Question

A spherical conducting shell of inner radius '$r_1$' and outer radius '$r_2$' has a charge 'Q'. A charge $-q$ is placed at the centre of the shell. The surface charge density on the inner and outer surface of the shell will be

• A. $\frac{q}{4\pi r_1^2}$ and $\frac{Q - q}{4\pi r_2^2}$
• B. $\frac{q}{4\pi r_1^2}$ and $\frac{Q}{4\pi r_2^2}$
• C. $\frac{-q}{4\pi r_1^2}$ and $\frac{Q + q}{4\pi r_2^2}$
• D. zero and $\frac{Q - q}{4\pi r_2^2}$

Hint:

Electrostatic induction inside conductors always acts to mirror charges: a central charge of $-q$ requires an inner surface layout of exactly $+q$. This immediately eliminates option (C) and leaves option (A) as the correct choice!

Answer 1

The Correct Option is A

Let's track the charge distributions across the conducting material layers using electrostatic induction principles: 1. When a charge $-q$ is placed at the hollow center point, it creates an electric field that pulls free electrons away from the inner boundary.

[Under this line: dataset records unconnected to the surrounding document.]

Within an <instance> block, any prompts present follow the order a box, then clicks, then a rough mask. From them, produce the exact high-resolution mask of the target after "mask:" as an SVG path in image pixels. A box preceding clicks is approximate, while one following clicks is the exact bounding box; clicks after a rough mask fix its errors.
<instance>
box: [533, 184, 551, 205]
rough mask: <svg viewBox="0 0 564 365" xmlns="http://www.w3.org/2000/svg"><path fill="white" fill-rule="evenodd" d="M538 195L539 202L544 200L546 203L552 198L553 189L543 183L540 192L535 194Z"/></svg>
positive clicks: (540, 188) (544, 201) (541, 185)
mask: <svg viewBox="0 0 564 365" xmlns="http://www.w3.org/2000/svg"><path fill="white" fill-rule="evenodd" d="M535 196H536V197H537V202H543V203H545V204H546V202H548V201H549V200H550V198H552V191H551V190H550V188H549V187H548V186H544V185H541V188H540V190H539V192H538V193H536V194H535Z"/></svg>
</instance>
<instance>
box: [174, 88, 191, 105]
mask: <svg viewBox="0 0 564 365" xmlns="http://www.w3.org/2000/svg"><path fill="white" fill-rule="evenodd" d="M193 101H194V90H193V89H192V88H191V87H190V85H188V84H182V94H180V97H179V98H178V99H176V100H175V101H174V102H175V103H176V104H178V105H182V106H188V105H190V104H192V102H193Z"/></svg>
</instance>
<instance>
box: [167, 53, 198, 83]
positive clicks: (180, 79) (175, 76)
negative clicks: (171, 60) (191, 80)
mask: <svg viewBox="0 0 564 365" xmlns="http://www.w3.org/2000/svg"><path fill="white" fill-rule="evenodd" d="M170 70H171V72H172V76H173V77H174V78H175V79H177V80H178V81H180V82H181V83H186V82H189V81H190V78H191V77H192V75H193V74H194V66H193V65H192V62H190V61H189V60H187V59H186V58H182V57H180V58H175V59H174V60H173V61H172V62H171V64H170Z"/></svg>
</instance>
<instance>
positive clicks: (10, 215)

This induces an equal and opposite positive charge $+q$ uniformly across the inner surface area ($A_1 = 4\pi r_1^2$). 2. To preserve charge neutrality rules within the bulk metal, this migration leaves behind an equal negative charge $-q$ that moves to the outer boundary. Since the shell initially held a net background charge $Q$, the updated net charge residing on the outer boundary surface becomes $(Q - q)$. Surface charge density ($\sigma$) is defined as total charge divided by surface area ($\sigma = \frac{\text{Charge}}{\text{Area}}$): * Inner surface density: $\sigma_{\text{inner}} = \frac{q}{4\pi r_1^2}$ * Outer surface density: $\sigma_{\text{outer}} = \frac{Q - q}{4\pi r_2^2}$
Final Answer:
The surface charge densities correspond to option (A).